Duchenne Muscular Dystrophy (DMD) is a progressive and life limiting muscle wasting condition affecting every muscle in the body. Its prevalence is 1 in every 3,500 male births, though it is possible for girls to have it too.
Children with Duchenne are born essentially healthy. However, their genetic makeup has a serious flaw meaning that they are unable to produce an essential protein, Dystrophin, needed to repair damaged muscle. Without Dystrophin the muscles simply waste away and are replaced with fat and scar tissue often giving the impression that the kids have huge calf muscles. By the time they are 5 year old children with DMD will already have lost around 30% of their muscles.

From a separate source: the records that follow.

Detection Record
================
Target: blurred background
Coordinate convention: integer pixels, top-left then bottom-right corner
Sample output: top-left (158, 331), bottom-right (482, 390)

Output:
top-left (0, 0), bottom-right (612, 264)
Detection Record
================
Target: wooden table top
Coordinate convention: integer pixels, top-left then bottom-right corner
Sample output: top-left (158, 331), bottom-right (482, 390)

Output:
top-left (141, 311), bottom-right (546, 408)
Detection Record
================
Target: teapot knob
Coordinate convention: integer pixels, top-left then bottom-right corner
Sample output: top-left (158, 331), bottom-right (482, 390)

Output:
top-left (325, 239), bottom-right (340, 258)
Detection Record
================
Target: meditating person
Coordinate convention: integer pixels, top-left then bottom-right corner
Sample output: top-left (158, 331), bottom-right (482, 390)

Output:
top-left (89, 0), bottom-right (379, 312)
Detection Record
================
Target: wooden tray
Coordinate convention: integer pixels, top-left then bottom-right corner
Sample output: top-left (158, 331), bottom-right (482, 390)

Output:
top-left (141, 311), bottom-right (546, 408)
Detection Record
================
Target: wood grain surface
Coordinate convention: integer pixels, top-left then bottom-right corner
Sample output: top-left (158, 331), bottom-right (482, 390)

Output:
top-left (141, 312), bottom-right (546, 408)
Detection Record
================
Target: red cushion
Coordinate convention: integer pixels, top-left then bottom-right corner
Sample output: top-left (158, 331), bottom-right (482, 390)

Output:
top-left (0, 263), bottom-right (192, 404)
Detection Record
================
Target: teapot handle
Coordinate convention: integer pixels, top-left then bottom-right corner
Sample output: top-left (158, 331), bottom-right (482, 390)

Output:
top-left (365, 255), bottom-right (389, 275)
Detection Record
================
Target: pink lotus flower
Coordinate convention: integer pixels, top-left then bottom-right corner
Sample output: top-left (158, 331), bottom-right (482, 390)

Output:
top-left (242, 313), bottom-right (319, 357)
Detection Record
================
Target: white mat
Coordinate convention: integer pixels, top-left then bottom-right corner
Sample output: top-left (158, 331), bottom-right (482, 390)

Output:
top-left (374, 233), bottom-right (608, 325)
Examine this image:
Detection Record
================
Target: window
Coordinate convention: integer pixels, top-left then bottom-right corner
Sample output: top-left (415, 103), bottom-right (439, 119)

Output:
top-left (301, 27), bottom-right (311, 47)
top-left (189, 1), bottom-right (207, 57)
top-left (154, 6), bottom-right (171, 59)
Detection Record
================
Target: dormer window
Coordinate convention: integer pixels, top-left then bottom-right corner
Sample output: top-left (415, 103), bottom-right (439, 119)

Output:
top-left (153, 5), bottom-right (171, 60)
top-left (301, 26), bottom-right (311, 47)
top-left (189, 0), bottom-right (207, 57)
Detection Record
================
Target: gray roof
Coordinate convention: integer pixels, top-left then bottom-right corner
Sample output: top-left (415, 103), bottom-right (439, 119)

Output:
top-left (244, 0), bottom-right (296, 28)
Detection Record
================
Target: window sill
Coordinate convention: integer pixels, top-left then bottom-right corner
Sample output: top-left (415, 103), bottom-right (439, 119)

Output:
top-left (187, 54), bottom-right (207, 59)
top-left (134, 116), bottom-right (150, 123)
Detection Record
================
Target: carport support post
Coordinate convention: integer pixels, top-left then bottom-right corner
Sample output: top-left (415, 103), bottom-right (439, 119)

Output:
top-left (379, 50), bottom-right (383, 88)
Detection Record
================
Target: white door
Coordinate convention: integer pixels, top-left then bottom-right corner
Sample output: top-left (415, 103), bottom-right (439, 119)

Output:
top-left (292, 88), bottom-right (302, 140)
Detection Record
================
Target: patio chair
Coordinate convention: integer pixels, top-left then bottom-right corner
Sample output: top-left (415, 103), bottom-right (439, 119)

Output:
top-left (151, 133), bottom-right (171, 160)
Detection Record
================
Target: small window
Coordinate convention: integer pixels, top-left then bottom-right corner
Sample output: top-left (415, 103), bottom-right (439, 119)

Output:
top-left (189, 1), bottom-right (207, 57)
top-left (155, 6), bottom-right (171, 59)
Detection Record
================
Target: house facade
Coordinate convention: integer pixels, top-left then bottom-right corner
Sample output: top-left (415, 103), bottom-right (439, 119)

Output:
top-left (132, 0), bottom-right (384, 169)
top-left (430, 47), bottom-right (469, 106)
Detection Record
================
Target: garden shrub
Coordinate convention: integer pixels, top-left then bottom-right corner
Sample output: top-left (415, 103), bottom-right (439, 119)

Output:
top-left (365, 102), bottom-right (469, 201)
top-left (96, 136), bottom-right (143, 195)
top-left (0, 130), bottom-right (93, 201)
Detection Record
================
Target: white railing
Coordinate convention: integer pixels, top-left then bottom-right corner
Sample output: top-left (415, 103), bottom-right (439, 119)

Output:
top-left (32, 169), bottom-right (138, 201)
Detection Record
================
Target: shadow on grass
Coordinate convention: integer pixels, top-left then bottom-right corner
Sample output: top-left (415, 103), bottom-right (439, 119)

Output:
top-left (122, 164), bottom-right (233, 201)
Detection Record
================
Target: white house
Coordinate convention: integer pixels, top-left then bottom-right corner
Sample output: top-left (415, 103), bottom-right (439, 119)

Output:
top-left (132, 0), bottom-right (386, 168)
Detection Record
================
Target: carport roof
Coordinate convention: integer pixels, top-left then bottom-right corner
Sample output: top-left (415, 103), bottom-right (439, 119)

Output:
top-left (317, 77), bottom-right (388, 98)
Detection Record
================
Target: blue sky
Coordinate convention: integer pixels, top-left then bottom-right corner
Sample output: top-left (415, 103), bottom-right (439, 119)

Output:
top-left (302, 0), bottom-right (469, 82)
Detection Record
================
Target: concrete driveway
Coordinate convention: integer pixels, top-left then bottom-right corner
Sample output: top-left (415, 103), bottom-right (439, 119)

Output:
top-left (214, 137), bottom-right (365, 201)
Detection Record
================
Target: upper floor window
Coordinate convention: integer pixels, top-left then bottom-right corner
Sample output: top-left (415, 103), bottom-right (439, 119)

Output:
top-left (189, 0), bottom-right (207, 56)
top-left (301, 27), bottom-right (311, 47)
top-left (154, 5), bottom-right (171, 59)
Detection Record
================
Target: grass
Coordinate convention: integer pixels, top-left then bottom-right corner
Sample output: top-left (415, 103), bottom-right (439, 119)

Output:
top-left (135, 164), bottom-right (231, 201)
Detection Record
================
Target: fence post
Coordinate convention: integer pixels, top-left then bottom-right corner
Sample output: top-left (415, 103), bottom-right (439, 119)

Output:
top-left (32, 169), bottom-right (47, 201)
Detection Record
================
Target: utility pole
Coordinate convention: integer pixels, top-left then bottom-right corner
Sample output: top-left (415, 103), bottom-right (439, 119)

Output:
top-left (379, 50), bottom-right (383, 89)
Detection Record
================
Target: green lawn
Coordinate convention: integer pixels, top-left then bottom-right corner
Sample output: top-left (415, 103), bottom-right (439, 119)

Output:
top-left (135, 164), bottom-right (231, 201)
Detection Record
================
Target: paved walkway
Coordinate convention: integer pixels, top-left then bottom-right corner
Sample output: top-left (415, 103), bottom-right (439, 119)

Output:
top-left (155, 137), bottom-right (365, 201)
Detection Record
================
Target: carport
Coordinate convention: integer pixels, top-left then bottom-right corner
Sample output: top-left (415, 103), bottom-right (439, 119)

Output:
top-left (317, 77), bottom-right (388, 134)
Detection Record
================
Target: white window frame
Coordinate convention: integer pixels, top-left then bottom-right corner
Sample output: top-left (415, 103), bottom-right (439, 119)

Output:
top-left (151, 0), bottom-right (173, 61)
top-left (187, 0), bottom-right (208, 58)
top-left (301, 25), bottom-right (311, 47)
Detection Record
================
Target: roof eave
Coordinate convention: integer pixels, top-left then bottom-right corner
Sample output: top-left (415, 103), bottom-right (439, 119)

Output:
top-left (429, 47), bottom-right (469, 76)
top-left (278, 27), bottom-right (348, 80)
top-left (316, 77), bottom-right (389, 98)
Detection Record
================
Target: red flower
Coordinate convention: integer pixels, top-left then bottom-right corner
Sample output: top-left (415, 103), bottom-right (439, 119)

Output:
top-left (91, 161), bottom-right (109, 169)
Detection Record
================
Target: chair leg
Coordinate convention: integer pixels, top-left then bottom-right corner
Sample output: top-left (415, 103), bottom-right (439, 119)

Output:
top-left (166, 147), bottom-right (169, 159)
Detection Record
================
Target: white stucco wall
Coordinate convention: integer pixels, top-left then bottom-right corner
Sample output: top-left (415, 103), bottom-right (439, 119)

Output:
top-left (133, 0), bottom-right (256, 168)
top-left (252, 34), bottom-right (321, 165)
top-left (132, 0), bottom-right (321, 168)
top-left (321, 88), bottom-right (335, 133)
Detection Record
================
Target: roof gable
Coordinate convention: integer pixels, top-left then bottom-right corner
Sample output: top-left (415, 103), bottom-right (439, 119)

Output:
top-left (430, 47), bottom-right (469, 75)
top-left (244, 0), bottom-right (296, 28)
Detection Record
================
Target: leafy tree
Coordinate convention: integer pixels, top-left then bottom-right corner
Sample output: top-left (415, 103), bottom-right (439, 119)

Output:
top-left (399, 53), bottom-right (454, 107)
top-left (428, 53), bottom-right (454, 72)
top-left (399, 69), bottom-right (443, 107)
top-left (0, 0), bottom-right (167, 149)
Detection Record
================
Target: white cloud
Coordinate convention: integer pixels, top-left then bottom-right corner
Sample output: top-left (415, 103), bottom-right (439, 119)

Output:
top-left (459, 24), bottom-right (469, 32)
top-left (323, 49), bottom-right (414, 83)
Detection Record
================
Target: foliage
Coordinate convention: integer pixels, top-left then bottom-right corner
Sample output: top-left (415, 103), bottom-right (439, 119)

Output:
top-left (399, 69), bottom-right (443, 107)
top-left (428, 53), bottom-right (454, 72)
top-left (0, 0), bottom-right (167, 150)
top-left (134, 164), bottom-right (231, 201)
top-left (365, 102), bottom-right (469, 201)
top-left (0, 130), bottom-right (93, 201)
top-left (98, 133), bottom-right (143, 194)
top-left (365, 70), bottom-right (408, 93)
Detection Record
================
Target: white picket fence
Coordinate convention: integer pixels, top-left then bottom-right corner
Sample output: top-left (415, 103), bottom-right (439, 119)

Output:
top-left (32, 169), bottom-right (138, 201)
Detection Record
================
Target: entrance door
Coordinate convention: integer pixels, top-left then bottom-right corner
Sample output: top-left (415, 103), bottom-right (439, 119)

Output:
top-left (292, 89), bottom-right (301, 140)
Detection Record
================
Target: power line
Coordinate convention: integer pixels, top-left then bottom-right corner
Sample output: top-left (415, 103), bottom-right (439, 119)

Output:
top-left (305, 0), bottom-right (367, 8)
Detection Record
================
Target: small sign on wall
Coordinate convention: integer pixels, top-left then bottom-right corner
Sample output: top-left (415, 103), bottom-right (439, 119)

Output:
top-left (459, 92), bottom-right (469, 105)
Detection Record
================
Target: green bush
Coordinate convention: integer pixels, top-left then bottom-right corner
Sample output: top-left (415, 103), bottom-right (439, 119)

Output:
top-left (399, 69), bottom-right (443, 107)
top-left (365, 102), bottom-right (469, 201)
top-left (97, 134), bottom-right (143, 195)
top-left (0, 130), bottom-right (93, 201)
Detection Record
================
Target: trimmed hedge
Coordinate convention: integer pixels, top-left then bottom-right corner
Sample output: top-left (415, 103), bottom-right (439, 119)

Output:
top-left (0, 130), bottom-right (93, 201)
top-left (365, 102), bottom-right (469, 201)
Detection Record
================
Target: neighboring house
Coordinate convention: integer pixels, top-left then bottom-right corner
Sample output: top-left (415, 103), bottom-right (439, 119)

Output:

While all children with DMD will progress at different rates, the prognosis is the same for all. Early symptoms include:
- Late to walk and/ or talk
- Difficulty getting up from the floor
- Difficulty climbing
- An inability to jump, hop skip or pedal a bike
- Difficulty using stairs
- A waddling gait
- Much slower than their peers
The progressive nature of the condition means that children will:
- Usually be wheelchair bound before they leave primary school
- Will lose upper body strength
- Will become unable to use their arms
- Will be dependent on ventilation as the respiratory muscles begin to fail
- Be at high risk of cardiac failure
While overall life expectancy for a child with DMD is 25-30, the Northern Ireland life expectancy is only 19 years old. This is entirely indicative of the poor care standards in Northern Ireland compared with the rest of the UK and beyond.
There are no treatments and no cures for DMD but we are close to having treatments for at least some DMD patients that may help to improve quality and length of life.